Both groups also received the same patient education, which included written materials in addition to counseling about asthma. Due to the COVID-19 pandemic, education was conducted via Zoom teleconferencing.

The participants in the TELE group additionally received an asthma home kit that included a sponge mop, child-resistant roach and mice bait stations, zippered mattress covers, zippered pillow covers and a trash can with a lid as well as instructions for using each item. The SOC group did not receive these kits.

At the end of each visit, the researchers conducted a satisfaction survey. After the first visit, 50% of the TELE group said they were completely satisfied, 25% said they were very satisfied and 25% did not respond. In the SOC group, 45% were completely satisfied, 11% were very satisfied and 44% did not respond.

“Many families enjoyed their experience and saw our study as a way to learn more about asthma and more about how to provide the best care for their children,” Doan said.
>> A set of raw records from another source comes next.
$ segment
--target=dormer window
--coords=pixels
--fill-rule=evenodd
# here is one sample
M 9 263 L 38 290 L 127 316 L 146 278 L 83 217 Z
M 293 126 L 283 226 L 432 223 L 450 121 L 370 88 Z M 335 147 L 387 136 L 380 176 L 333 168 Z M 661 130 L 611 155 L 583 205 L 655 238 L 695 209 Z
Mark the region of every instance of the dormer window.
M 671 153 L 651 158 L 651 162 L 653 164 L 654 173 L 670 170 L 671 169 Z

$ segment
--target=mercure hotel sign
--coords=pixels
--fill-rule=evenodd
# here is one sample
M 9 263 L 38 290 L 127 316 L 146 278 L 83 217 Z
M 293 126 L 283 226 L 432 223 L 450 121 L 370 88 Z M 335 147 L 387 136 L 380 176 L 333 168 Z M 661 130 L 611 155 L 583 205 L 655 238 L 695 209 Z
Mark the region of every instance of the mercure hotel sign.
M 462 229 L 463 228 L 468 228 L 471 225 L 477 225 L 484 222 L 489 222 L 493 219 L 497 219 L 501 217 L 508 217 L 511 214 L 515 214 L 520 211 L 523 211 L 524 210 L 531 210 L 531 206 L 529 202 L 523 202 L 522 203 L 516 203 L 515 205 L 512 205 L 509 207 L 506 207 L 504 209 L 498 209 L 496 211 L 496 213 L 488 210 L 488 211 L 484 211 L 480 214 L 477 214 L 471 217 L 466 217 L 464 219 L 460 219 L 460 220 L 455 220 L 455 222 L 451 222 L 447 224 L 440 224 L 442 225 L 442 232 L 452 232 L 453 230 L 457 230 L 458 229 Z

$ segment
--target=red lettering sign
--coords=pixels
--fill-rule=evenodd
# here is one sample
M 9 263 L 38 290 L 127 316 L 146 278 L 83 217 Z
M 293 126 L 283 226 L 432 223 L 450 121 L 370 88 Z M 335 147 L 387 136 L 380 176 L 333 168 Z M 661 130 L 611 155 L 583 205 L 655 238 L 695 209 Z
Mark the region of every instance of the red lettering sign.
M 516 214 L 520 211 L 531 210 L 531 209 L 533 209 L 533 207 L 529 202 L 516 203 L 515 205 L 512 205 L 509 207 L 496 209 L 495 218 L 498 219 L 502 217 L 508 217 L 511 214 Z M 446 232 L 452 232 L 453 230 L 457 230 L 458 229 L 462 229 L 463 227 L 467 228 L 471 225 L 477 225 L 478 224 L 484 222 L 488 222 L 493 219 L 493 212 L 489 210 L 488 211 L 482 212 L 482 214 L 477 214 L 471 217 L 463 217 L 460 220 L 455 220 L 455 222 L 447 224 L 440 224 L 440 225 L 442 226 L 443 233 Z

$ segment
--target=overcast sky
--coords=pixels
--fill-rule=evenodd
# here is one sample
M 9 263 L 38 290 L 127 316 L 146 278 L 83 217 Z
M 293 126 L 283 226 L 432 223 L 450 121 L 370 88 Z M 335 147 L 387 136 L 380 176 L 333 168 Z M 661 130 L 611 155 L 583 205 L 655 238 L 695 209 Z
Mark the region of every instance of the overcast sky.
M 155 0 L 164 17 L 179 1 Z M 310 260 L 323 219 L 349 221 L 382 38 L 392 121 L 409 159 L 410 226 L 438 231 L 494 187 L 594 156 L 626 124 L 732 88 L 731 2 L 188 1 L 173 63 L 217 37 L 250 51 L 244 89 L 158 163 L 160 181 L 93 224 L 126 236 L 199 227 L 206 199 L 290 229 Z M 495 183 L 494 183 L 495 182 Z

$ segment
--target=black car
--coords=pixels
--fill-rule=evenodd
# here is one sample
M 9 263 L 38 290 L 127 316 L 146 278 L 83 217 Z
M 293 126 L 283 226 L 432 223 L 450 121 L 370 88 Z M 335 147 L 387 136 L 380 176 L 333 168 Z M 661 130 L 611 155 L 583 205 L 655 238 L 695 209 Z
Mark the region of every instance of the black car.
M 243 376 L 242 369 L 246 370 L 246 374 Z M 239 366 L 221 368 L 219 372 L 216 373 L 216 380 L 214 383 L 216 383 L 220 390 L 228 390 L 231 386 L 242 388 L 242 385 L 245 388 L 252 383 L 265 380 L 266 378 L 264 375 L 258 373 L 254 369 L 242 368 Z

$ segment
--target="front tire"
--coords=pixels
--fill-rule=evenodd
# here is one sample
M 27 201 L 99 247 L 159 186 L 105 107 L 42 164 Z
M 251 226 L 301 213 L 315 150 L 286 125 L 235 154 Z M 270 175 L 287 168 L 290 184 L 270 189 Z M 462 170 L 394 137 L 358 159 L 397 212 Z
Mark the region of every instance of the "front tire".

The researchers additionally assessed dust mite levels during the first visit. All the samples included less than 2 µg per 1g of dust, which the researchers considered too low to cause allergic symptoms, risk for sensitization or bronchial activity.

“The next steps will be collection of dust samples in 4 to 6 months and then determining if interventions affect patient outcomes,” Doan said.

The researchers concluded that telemedicine can be used as an alternative to in-person asthma education and identification of asthma triggers within the home.

“It can be especially useful to families that have difficulty attending office visits due to difficulty with transportation or for families who just want to have a medical professional directly help them reduce environmental triggers within their home,” Doan said.

Doan also expects remote monitoring to be an on option for more providers to consider.

“It has the potential to be more accessible for some patients, especially with the limitations caused by the COVID-19 pandemic,” Doan said.